Ahmed Shaheed, the United Nations Special Rapporteur for Human Rights in Iran issued a new report saying that the Iran regime was on track to execute more than 1,000 people in 2015 in an unrelenting campaign of brutal human rights suppression that continues unabated after agreeing to a nuclear agreement that proponents said would shift the regime to a more moderate stance.
Calling it an “unprecedented assault on the right to life in Iran,” Shaheed described a surge in executions over the past year. He said Iran hanged nearly 700 people since January.
Shaheed said that within the past two weeks, the Islamic Republic violated international law by hanging two juvenile offenders. He added “there are dozens more waiting a similar fate on death row.”
According the New York-based Committee to Protect Journalists, at the end of last year, at least 30 journalists were held in Iranian prisons, including Washington Post reporter Jason Rezaian. Others have been detained since, and in August state media accused a senior Wall Street Journal reporter who once served as a correspondent in Iran of conspiring against the government. The Journal called the claims “completely false, outlandish and irresponsible.”

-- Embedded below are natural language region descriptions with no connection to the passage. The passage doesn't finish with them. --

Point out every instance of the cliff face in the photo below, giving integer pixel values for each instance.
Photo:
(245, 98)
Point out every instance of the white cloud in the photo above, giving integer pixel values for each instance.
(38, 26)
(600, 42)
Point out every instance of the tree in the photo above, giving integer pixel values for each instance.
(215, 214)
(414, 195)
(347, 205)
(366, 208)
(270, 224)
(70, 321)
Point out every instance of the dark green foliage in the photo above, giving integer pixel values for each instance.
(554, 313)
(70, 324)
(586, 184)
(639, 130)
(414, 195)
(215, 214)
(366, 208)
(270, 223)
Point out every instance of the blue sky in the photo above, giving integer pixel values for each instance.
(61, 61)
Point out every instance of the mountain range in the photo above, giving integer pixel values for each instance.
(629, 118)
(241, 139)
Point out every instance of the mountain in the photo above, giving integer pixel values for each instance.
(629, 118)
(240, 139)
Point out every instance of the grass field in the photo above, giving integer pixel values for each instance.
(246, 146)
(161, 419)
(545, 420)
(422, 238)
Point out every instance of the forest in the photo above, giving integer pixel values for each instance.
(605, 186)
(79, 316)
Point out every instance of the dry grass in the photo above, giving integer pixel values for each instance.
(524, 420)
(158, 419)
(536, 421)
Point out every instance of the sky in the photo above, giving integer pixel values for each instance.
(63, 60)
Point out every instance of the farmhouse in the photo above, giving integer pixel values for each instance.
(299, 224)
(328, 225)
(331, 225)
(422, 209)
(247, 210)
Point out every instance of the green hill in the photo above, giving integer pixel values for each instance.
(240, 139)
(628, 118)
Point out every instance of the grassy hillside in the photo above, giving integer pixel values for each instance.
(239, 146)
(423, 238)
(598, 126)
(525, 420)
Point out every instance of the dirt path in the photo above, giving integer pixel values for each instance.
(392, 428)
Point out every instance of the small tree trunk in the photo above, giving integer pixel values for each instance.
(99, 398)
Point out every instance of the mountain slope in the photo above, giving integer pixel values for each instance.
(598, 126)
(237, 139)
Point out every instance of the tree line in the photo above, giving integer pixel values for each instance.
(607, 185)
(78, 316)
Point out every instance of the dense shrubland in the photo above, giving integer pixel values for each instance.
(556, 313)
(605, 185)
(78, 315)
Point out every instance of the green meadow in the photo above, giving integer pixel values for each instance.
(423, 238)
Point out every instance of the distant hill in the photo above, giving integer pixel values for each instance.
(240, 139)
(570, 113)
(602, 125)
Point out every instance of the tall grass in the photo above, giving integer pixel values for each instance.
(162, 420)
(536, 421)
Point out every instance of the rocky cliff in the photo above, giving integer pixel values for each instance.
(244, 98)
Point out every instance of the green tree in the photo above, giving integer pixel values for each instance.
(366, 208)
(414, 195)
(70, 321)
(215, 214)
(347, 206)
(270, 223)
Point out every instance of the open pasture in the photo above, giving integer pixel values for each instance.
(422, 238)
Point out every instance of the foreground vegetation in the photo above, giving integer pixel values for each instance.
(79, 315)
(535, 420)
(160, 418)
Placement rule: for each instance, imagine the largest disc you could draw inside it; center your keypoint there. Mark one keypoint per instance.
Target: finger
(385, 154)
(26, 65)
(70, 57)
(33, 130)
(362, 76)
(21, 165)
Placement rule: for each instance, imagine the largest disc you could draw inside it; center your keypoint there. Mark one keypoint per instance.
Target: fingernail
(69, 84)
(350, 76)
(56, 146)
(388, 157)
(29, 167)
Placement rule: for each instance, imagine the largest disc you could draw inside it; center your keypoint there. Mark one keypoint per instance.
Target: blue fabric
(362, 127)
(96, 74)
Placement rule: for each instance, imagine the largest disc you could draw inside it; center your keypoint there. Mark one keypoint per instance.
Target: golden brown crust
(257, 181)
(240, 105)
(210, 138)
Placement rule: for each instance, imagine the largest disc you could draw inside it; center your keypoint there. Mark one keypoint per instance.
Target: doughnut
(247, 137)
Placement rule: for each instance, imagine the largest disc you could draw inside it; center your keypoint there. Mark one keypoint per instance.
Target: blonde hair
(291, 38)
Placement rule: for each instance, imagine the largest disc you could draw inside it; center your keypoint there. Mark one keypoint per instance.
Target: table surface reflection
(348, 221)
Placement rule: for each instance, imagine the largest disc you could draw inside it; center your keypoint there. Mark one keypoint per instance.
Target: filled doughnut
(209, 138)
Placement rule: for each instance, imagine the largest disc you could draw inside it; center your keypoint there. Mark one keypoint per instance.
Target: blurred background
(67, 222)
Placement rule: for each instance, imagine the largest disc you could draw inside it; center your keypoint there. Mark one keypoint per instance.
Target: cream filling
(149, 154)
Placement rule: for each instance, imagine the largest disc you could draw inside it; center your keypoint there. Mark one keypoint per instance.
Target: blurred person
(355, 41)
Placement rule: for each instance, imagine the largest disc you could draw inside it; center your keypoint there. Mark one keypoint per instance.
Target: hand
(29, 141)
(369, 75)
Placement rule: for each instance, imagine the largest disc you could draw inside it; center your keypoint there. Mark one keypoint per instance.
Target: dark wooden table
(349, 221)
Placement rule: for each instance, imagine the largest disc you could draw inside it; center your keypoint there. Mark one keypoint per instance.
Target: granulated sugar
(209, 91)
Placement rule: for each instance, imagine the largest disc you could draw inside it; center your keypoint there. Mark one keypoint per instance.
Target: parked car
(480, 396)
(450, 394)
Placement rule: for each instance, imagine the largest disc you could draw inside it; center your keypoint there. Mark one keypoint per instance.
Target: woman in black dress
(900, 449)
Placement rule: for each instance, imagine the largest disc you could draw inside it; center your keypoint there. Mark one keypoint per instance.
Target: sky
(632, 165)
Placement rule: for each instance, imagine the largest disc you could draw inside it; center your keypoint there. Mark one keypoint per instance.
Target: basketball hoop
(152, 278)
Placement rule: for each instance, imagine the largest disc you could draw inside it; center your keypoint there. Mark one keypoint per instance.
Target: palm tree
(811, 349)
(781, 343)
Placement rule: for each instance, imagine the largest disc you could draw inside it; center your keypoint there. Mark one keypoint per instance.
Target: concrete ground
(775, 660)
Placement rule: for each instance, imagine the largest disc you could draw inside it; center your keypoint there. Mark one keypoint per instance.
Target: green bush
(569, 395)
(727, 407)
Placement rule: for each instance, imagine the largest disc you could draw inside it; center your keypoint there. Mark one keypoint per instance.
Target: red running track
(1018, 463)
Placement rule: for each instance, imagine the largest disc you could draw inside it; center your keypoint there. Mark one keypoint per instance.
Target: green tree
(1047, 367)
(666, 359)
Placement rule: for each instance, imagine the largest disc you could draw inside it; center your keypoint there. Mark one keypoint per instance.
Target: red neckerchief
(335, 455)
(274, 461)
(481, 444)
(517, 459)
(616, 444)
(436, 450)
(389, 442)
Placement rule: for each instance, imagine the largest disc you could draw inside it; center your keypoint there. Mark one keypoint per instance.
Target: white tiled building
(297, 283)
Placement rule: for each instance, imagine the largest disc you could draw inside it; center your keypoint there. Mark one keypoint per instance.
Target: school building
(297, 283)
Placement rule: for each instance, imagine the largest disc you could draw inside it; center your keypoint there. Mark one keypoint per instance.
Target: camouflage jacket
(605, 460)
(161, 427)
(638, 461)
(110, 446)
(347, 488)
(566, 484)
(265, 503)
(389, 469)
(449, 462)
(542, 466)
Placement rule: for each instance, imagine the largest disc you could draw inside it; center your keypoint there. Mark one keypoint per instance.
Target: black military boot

Sherif Mansour, the Middle East and North Africa program coordinator for the Committee to Protect Journalists, said in an interview with the Associated Press, reporters often get targeted because they are “much easier to frame” as spies.
Additionally, in more signs of a brutal crackdown, the regime jailed and sentenced two Iranian poets. Fatemeh Ekhtesari, a practicing obstetrician, and Mehdi Mousavi, a trained doctor who teaches literature and poetry, were first arrested in December 2013, months after Hassan Rouhani took office and sentenced to 99 lashes apiece for shaking hands with members of the opposite sex. Ekhtesari received an 11½-year prison sentence, while Mousavi got nine years on charges ranging from propaganda against the state to “insulting sanctities,” as well as the lashings, according to PEN America, an organization promoting literature and freedom of speech.
“I think people thought with the nuclear deal, there would be sort of a bit of a thaw as well or a bit of an opening up,” said Karin Deutsch Karlekar, the director of Free Expression Programs at PEN America. “I think the judiciary is sort of pushing back and trying to make clear that there isn’t going to be that opening people were hoping for.”
Shaheed’s report detailed a grisly butcher’s bill of death by the regime:
- Between Jan. 1 to Sept. 15 this year, Tehran hanged at least 694 people, the highest rate of executions under the regime in 25 years;
- The bulk of the crimes committed by those executed were for non-violent, political or drug offenses;
- By way of comparison, in the last year of Mohammad Khatami’s term as president in 2005, the regime carried out a total of 91 executions according to the report; nearly doubling in the first year of Mahmoud Ahmadinejad’s term to 177 executions;
- According to Shaheed, the Iran regime executes more people per capita than any other country on the planet.
In addition to drug crimes, Iranian law applies the death penalty for a range of offenses: from threats to “the security of the state” to “enmity towards God,” also known as moharebeh, to “insults against the memory of Imam Khomeini and against the supreme leader of the Islamic Republic,” according to the State Department’s 2014 human rights report on Iran. “Prosecutors frequently used moharebeh as a criminal charge against political dissidents and journalists, accusing them of struggling against the precepts of Islam and against the state that upholds those precepts.”
Shaheed said a “deeply flawed justice system” that violates international standards and national laws sits at the heart of Iran’s human rights troubles. He said he continues “to receive frequent, alarming reports” about the mistreatment of detainees and the use of torture to obtain confessions. Many of the accused lack access to defense lawyers.
The authorities, he said, have also refused to acknowledge rights for gay, lesbian, or transgender individuals, saying it is incompatible with sharia law. And authorities have imposed harsh sentences, including the death penalty, for posting articles on social media deemed offensive to the government. A semi-official news outlet reported that more than 480 people were flogged during the first two weeks of Ramadan for not fasting.
The regime refused comment on Shaheed’s report and in fact has consistently refused to allow entry into Iran by Shaheed or any member of his office to see first-hand the human rights abuses going on in Iran.
In fact, while Shaheed was issuing his report, Rouhani was holding forth with state-controlled media IRNA in a ceremony welcoming the new Spanish ambassador to Iran, saying he believed sanctions on the regime would be lifted as early as the end of this year, again contradicting assurances by the nuclear deal proponents that the sanctions removal would only come after the regime had met its obligations for dismantling its nuclear infrastructure.
Clearly the regime remains committed to its policy of public executions and cares not a whit about international opinion on the matter.